News & Events

House prices are always increasing, making it harder for first-time buyers to get on the property ladder. Our homeownership brand, nuviva, was launched in 2020 to help provide information and get local residents onto the property ladder through affordable home ownership. We spoke to Lauren from Red Loft, our sales consultants, to find out how you can get on the property ladder with limited funds or salary.

Q. How do Red Loft and nuviva work together?

A. Red Loft are the sales consultants for ccha and nuviva. We support ccha in marketing new developments, taking potential buyers from the viewing and buying process to the end when they move in.

Q. What affordable options are there for residents wanting to get on the property ladder?

A. Affordable options include London Living Rent, Shared Ownership and Help to Buy, which all offer alternatives when your deposit and/or income is lower than required to purchase outright on the open market.

You can find out more about each option on the nuviva information page.

Q. Can you tell us a bit more about London Living Rent? How does that work?

A. London Living Rent homes are for households who currently rent and want to build up savings to buy a home in the future. This can be either through shared ownership or outright purchase. The homes will be offered on tenancies of a minimum of three years but can be extended to a maximum of ten years. Residents will be supported to save and given the option to buy their home on a shared ownership basis during their tenancy. They will also be given extra priority for other shared ownership homes across London.

Q. And, how about Shared Ownership?

A. Shared Ownership is an affordable home ownership scheme which makes it easier for first-time buyers to get on the property ladder. Buyers purchase a share of a property, anything between 25%-75%, and pay a subsidised rent on the remaining share. As your circumstances change, you can purchase more shares in the property (known as staircasing) or sell your share and move on to a new home. Shared Ownership has helped thousands of first-time buyers onto the property ladder throughout England for over 40 years.
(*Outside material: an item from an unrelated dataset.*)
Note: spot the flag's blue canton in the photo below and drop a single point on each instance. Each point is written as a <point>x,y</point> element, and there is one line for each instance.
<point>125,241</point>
Q. If our residents have a deposit saved up and aren’t eligible for London Living Rent or Shared Ownership, what other options do they have?

A. Help to Buy is an alternative to Shared Ownership. Help to Buy is a Government scheme designed to make buying a home more affordable for first-time buyers. With a Help to Buy: Equity Loan, the Government will lend first-time buyers in London up to 40% of the price of the property they want to purchase. There is no interest to pay on the loan for the first five years.

Q. And who do residents speak to if they need advice on mortgages or their buying options?

A. If you want to learn more about your buying options, the benefits of Shared Ownership, or are interested in purchasing a home, Red Loft are more than happy to help. Red Loft can recommend an independent financial advisor who can talk through your mortgage options and determine what is affordable for you. You can call Red Loft on 0207 539 3745 or email [email protected].

Q. What do prospective buyers need to consider when house shopping? Are there any extra costs involved?

A. When buying a Shared Ownership home, you will need to put down a deposit. This is the amount you pay towards the cost of the share you are buying at the time of purchase. The amount required for a deposit will vary from property to property, but the typical Shared Ownership deposit is 5% or 10% of the share you are purchasing. We also recommend having between £3,000 and £5,000 available to cover all the moving fees and costs, including the solicitors and broker fees.

Q. Thanks, Lauren. Any other tips for our residents?

A. To help the mortgage process go as quickly as possible, getting your supporting documentation ready in advance of your application is a good idea.